2011-06-02

Specialization of Trade vs. Compartmentalization of Knowledge

It seems to me that one of the greatest challenges we face in the modern world is the competing priorities of breadth versus depth of knowledge.

Our daily lives and micro- and macro-economic systems have become increasingly specialized for centuries. This specialization of trade has been an economic boon, and is a natural and welcome economic fact. As technology becomes progressively more highly developed, the number of people who possess the knowledge to maintain and improve upon that technology becomes smaller. This was as true of ancient people making fishing nets as it is of software developers and nuclear engineers today.

So it should go without saying that if we want society to continue to progress, we can expect ever-more-pervasive specialization of trade. All is well in the world, and aprioristic praxeological reasoning triumphs again, right?

One problem: We can all regale captive audiences with stories from our own personal work experience involving more-senior staff knowing less about actual practical work than more-junior staff, and the inefficiencies that result. The fact of the matter is (and this is pretty logical), the less management understands what's happening at the ground floor, the more inefficiently the firm operates.

Yet management, too, is a specialization of trade. It involves a very specific and very real skill set; Not every great programmer, for example, will turn out to be a great manager of teams of programmers. This is certainly why large organizations hire managers directly out of business school, rather than promoting from, say, the IT department. Thus, we end up with exactly what we see today: armies of young MBAs hired directly into upper level positions simply by virtue of the fact that they have a self-described "management skill set," presumably acquired via their MBA programs.

This is a real question though: Are all these MBAs actually earning their keep? Do we need these folks, or would we be better off cultivating junior staff and grooming them for management?

To me, the answer comes from how much you think a manager needs to know about ground-level operations.
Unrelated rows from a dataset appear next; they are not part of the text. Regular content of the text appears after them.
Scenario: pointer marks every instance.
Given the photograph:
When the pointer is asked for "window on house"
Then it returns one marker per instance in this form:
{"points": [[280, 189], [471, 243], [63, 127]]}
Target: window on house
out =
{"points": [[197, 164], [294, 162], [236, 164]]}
Do we need average Joes who are management specialists - much like average Joes who are accounting specialists - or do we need geniuses who are capable of very in-depth knowledge across the full spectrum of company operations?

In my view, we need the geniuses. This ensures a meritocratic workplace that rewards the very best employees and places corporate decision making in their hands. It also prevents silly shortcuts like MBAs. No one should be allowed to make million-dollar decisions just because they went to business school. Decision making power should come from demonstrated knowledge and expertise, that is, if we're interested in good decisions and positive outcomes.

In many ways, the current economic dip is emblematic of the problems associated with relying on MBAs for company expertise. So what's ahead for us? More of the same, or a return to meritocracy?